Leptospiral nephritis in a Shih Tzu dog

Margaret Stalker, Jessika Bronsoiler

A 4-year-old spayed female Shih Tzu living in Brantford, Ontario, was presented with a history of partial anorexia of one-month duration. Clinical workup had been previously refused, and the dog had been treated symptomatically with famotidine. On presentation, the dog was dehydrated and severely azotemic. The dog was hospitalized, treated with intravenous fluids, antibiotics, and antiemetics without significant improvement and the owner elected euthanasia. Sections of kidney collected at postmortem were submitted for histologic examination at the AHL.

Histology revealed extensive renal interstitial inflammatory infiltrates (Fig. 1), with accompanying mild interstitial fibrosis and tubular atrophy. The inflammatory infiltrate was of mixed cell types, with nodular aggregates as well as more diffuse infiltrates of lymphocytes and plasma cells, scattered macrophages, and infiltrates of neutrophils within the cortical interstitium. There was edema and patchy irregular foci of fibrin exudation and neutrophilic infiltrates within the medullary interstitium. The unusually severe and active inflammation of this lymphoplasmacytic and suppurative tubulointerstitial nephritis prompted us to perform immunohistochemistry, looking for Leptospira interrogans. Widespread positive staining was present (Fig. 2), including extensive intense linear and granular staining (the latter representing degraded bacteria) within tubular lumens, tubular epithelial cells, and also within macrophages in the interstitium. Staining with Warthin-Starry silver stains also highlighted intact organisms morphologically compatible with leptospires in renal tubular lumens (Fig. 3).

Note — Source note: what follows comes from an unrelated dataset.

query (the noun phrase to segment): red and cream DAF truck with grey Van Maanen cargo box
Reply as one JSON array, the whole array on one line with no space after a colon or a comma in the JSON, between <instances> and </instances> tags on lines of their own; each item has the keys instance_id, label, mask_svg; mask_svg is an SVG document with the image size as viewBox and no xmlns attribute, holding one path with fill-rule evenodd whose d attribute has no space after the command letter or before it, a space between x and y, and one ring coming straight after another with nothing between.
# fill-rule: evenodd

Naturally occurring infection with Leptospira spp. is relatively common in various wildlife populations in southern Ontario, principally raccoons and striped skunks. Infection in these species is apparently self-limiting and asymptomatic, with the host recovering from the initial stages of the disease while potentially remaining as a reservoir capable of continued urinary shedding of infectious bacteria. Epidemiologic studies of canine leptospirosis demonstrate increased risk of infection in middle-aged, intact male hounds, herding, working or mixed-breed dogs, presumably associated with increased outdoor activity of these breeds. However, the presence of large urban populations of reservoir wildlife species such as raccoons increases the chance of exposure of urban dogs with access to the outdoors as well.

The severe lymphoplasmacytic and neutrophilic tubulointerstitial nephritis seen in this case is a compatible lesion of subacute infection in dogs, although acute infections may cause significant hepatorenal dysfunction (with depression, anorexia, vomiting, diarrhea, icterus, dehydration, severe azotemia) with only minimal, subtle histologic lesions in the kidney and liver. Antemortem diagnosis has relied on detection of high serum antibody titers using the microscopic agglutination test (MAT), although peracute/acute infections may have low titers. PCR testing of blood or urine, and immunohistochemistry on renal biopsies may be useful for detection of early infections and confirmation of infection in some instances.   

Figure 1. Lymphoplasmacytic, histiocytic and suppurative tubulointerstitial nephritis in a dog (H&E).	Figure 2. Positive immunostaining for Leptospira interrogans in tubular lumens, tubular epithelial cells and interstitial macrophages.	Figure 3. Aggregates of typical curving spirochete bacteria in tubular lumens (GMS silver stain).